В представленной рукописи есть стихи просто блестящие (Печаль задумана умно", "Как таинственно имя твое", Гляди, такая тишина…", Фотография", к примеру), есть хорошие — их большинство, есть немного теx, прочитав которые хочется спросить "ну и что?" (вроде Город Канев"), но таких — немного. Нарушения вкуса, "глухота" к слову тоже очень редки и, пожалуй, удивительны, так как вообще словом Колкер владеет свободно и сопрягает слова просто и точно. Скажем — фраза "парка зеленая пряжа" лишена, на мой взгляд, права на существование, ибо в соседстве с "пряжей" парк немедленно превращается в парку, которая эту пряжу должна, по мифу, прясть.
Прочитанная мною рукопись, разумеется, еще не книжка. Но из включенных в нее стихов книжку сделать можно, и нужно.
8/II-74.
[Майя Борисова]
Стоит ли говорить, что хоть я и «созрел», никакой «книжки» у меня в Совписе «сделано» не было и в свет не вышло? Рукопись, несколько раз обновлённую, я забрал в 1979 году и больше с советскими печатнями дела не имел.
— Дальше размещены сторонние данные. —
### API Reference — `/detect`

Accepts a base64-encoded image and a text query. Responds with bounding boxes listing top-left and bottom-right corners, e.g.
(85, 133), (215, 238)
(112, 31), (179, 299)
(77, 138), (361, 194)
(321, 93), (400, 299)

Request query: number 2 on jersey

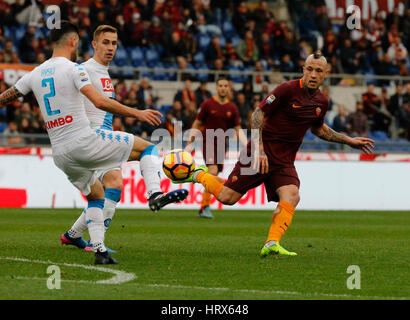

Ответ на вопрос, который Борисова ставит в своей рецензии: «какие практические акции могли бы помочь издательству преодолеть эту противоестественность», то есть помочь молодым авторам печататься, уже и тогда был ясен. Вариант ответа дал Довлатов, слегка переиначив знаменитые слова Ленина: «Первым делом нужно захватить мосты, вокзалы и телеграф…» Зря Борисова ставит свой вопрос. Он ей не льстит. Видно, что она, при всей её честности, независимости и смелости, всё ещё не очнулась.